The city center is lovely even for aimless strolls: here, the wooden quarters coexist with modern street art, and for every crowded street, there's a quaint lane. The most gentle way to get a proof of it is by taking the local tram route No. 2. It goes around all of the city's main sights, so the views will constantly excite you. Secondly, there’s a high chance to take a retro tram – it costs just 10 rubles more, but the ride is accompanied by stories and notes about locations you pass by – and all of it in a cozy old-fashioned interior!
Where to eat
Frankly speaking, our key gastronomic goal for Nizhny was to sneak into a McDonald’s (there’s a rumor that they are still operating in smaller cities). Spoiler alert: our hopes were ill-fated, so we ventured out to local eateries, and, as a result, forgot all about the fast-food chain.
Sowok. Try hand-made noodles with all kinds of toppings and vegan waffles for a reasonable price.
Salut Burgers. The short list of burgers on offer guarantees each of them is extremely tasty and not junky.
Seledka i Kofe. Savor the softest pumpkin soup in a ruin-like bar.
Coffee Cake. Head here for hearty picture-worthy breakfasts and the sweetest cakes.

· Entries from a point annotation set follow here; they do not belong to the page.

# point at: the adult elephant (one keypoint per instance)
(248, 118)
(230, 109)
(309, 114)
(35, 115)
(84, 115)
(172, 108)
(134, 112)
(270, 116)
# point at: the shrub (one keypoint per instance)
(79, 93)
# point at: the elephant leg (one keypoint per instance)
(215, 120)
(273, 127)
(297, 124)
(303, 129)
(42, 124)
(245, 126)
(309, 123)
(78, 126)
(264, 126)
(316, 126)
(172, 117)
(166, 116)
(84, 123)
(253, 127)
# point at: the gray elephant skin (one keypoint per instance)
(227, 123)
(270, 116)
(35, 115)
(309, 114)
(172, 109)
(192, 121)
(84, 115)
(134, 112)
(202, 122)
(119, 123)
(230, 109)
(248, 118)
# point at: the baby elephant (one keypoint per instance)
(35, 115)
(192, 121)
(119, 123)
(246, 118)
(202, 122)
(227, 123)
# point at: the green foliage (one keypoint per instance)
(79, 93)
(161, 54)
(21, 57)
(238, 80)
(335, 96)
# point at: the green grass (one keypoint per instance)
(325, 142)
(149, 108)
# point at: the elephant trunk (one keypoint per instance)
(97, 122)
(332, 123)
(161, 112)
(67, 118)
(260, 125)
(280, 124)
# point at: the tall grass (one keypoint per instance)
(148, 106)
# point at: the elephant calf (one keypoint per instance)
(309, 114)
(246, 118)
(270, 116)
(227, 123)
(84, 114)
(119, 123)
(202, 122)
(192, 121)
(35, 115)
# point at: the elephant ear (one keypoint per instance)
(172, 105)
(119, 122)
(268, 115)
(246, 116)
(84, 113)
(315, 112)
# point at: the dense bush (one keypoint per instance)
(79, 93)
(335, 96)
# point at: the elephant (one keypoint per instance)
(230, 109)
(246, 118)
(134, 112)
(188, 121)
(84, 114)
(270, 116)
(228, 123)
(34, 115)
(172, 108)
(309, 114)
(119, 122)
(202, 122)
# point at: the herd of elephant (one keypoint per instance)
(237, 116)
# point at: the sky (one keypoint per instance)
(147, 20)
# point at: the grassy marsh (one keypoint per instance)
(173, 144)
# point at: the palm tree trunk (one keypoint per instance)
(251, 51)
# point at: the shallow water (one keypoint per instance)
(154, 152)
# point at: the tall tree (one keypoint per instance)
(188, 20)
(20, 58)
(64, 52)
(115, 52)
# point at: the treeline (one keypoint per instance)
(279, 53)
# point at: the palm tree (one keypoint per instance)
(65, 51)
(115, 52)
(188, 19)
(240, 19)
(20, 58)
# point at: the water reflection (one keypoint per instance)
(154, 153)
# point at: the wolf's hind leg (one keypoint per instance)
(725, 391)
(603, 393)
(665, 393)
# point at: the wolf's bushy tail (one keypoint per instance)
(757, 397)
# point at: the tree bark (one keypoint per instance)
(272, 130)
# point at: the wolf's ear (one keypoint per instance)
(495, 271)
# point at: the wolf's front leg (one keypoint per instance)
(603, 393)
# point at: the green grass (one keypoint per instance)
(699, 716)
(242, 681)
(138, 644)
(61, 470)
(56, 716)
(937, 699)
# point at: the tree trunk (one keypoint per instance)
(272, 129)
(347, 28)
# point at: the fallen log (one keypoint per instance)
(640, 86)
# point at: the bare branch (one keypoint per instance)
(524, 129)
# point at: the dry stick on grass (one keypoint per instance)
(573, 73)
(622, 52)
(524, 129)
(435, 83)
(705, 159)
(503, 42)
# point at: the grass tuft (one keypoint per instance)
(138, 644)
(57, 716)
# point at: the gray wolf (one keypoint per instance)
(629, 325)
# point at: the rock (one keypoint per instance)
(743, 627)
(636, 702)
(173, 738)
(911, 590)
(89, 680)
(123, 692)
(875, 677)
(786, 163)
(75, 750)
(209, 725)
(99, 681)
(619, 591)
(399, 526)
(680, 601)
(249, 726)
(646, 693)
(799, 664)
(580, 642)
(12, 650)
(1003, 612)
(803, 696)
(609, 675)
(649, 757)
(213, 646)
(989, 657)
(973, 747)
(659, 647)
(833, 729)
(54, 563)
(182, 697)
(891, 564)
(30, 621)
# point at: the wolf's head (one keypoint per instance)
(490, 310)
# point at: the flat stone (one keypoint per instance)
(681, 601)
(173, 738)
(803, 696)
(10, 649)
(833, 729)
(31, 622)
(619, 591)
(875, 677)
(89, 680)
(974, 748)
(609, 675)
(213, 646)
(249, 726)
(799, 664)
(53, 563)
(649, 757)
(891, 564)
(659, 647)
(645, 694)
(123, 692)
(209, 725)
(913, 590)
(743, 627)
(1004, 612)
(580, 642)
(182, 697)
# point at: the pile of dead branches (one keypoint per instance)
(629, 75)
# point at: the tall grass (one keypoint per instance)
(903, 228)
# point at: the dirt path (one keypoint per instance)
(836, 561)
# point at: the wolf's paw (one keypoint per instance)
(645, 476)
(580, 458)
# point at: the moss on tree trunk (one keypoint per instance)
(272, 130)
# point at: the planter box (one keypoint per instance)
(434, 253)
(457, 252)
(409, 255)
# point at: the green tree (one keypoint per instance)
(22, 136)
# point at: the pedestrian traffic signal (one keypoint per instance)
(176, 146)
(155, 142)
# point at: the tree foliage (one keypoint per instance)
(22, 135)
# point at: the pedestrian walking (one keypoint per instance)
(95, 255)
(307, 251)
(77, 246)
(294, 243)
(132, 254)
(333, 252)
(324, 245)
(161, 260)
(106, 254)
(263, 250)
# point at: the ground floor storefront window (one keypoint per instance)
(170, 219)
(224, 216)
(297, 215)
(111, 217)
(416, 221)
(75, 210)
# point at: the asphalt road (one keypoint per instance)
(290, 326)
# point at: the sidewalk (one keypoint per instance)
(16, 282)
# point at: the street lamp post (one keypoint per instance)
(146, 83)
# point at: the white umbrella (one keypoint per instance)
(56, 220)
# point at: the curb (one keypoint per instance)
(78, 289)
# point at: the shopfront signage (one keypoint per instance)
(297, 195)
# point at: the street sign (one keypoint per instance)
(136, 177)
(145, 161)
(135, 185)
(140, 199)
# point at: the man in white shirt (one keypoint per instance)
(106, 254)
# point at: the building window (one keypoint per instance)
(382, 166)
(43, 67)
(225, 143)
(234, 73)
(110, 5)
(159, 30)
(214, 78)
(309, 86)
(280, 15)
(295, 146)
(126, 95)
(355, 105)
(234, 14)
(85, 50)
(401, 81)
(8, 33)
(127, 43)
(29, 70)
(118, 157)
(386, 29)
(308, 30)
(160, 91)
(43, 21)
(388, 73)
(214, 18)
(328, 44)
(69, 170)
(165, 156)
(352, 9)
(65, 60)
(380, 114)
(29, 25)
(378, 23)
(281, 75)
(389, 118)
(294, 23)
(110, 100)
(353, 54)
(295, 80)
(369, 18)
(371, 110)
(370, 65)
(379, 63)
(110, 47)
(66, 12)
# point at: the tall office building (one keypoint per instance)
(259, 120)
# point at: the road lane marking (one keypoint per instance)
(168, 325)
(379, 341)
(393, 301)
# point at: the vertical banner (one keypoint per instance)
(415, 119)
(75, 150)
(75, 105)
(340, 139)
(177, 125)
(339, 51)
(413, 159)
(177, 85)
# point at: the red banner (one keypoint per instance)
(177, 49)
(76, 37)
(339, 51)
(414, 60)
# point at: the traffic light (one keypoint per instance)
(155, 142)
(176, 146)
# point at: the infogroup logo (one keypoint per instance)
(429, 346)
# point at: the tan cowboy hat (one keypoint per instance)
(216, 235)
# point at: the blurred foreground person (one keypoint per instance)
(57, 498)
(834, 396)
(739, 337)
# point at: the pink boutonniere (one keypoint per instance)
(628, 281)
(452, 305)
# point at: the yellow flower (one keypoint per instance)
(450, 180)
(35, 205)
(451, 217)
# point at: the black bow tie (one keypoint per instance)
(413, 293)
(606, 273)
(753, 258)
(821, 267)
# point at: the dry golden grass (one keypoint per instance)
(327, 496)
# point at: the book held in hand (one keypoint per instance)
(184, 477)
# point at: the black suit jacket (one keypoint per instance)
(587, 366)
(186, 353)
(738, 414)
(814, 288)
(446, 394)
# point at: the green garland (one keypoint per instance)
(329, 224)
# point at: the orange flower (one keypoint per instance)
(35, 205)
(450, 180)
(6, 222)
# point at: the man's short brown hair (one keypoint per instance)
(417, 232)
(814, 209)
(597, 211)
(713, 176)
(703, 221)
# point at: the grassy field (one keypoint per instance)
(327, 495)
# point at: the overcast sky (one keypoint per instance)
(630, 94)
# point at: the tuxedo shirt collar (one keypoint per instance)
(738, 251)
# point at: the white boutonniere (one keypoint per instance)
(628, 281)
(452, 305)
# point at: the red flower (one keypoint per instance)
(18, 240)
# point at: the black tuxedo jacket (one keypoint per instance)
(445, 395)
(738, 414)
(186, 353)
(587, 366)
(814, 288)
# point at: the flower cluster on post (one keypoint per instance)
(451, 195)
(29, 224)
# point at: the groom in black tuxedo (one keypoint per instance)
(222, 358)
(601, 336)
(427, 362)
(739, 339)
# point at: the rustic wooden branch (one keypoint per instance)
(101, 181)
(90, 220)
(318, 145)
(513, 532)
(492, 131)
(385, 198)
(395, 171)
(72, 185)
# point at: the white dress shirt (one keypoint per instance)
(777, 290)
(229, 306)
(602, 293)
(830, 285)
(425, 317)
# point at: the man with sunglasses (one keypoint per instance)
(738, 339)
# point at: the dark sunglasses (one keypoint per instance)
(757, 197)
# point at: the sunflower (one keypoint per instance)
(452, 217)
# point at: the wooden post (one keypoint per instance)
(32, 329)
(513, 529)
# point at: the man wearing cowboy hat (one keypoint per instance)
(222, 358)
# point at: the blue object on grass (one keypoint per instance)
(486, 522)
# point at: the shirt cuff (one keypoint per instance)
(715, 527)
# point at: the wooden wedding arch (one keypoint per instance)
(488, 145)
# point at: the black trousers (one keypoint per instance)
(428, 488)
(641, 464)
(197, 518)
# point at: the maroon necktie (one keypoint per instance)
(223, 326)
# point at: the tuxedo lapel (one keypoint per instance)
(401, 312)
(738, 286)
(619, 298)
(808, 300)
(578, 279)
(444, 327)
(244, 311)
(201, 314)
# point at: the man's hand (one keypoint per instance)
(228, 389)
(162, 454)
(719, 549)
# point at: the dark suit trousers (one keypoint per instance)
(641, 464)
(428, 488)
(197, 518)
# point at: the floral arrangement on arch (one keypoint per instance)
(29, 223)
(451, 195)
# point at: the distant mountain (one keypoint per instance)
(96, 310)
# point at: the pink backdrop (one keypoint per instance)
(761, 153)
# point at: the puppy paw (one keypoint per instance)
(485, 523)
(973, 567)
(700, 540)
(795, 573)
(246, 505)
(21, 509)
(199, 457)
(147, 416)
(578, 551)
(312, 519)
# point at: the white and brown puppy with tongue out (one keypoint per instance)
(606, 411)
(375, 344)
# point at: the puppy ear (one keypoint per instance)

I must admit I didn't have high hopes for the city: we came here to walk in the footsteps of the characters from Alexey Balabanov’s Dead Man's Bluff and tick one more item off our “Exploring Russia” list. But what we discovered will definitely bring me there one more time – the most stunning sunsets, the coziest courtyards, and the most amiable strangers: from bartenders to taxi drivers who brought a feeling of home to the new city.